Yes I understand but exactly what causes that ototoxicity? I keep reading that in the drug books but I don't understand the cause based on slow vs. rapid push.

Loop diuretics (e.g., furosemide, ethacrynic acid, bumetanide) affect the potassium gradient of the stria vascularis, as well as the electrical potential of the endocochlear structure.[2,3]These medications produce tinnitus and hearing loss. The hearing loss may be perceptible to patients or may be apparent only with audiometric testing. Their toxicity is dose-related.[12] Thus, ototoxicity is more likely when the patient receives a rapid infusion of injectable loop diuretics in renal failure, which allows the medications to accumulate. Furosemide-related ototoxicity is usually reversible but may be permanent in rare instances (e.g., in patients with renal failure).[7] Ethacrynic acid is virtually obsolete, partly due to the potential for ototoxicity, especially when it was given intravenously to patients whose regimen also included aminoglycosides.[7]

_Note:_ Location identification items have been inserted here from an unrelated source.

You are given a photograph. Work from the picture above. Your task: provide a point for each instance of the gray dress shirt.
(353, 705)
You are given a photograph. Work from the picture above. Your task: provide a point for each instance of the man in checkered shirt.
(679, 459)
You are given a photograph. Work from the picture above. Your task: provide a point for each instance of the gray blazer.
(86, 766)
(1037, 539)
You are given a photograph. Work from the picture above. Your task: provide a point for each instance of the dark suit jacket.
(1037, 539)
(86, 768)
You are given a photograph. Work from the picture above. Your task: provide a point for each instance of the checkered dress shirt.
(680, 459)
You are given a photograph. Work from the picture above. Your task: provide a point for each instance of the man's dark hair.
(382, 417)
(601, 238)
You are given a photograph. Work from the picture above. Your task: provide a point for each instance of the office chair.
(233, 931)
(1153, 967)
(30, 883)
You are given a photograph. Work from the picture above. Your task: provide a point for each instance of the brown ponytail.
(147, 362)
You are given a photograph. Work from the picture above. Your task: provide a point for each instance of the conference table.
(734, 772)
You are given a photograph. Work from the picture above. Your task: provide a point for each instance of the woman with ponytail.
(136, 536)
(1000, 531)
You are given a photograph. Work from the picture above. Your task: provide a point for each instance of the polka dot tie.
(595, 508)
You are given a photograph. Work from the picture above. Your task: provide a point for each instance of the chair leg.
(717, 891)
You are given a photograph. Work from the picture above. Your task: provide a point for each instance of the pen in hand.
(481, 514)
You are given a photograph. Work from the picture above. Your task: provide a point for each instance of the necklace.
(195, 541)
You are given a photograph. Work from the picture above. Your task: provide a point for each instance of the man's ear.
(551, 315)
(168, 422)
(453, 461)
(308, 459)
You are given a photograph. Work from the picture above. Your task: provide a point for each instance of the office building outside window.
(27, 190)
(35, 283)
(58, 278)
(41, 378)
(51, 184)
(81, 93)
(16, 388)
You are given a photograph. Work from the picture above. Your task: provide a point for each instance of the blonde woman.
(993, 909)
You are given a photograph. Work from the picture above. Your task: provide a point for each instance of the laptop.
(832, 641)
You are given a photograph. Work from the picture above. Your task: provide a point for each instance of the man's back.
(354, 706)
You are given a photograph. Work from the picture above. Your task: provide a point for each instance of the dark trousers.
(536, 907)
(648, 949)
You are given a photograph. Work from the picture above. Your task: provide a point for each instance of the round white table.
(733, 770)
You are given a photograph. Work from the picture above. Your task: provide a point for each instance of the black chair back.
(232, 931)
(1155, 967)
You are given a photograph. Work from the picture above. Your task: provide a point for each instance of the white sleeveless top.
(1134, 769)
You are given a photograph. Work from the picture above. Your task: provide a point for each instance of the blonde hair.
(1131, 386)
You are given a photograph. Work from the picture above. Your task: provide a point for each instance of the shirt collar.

Found on first page of a Google search. Source is Medscape.

pepino23 said:
Yes I understand but exactly what causes that ototoxicity? I keep reading that in the drug books but I don't understand the cause based on slow vs. rapid push.

There are Na/K/Cl transporters in the stria vascularis. Large rapid doses disrupt or damage the transporters which will damage the stria vascularis which will kill the hair cells.

No hair, no hearing.

How the actual molecules bind and disrupt is beyond my knowledge of chemistry.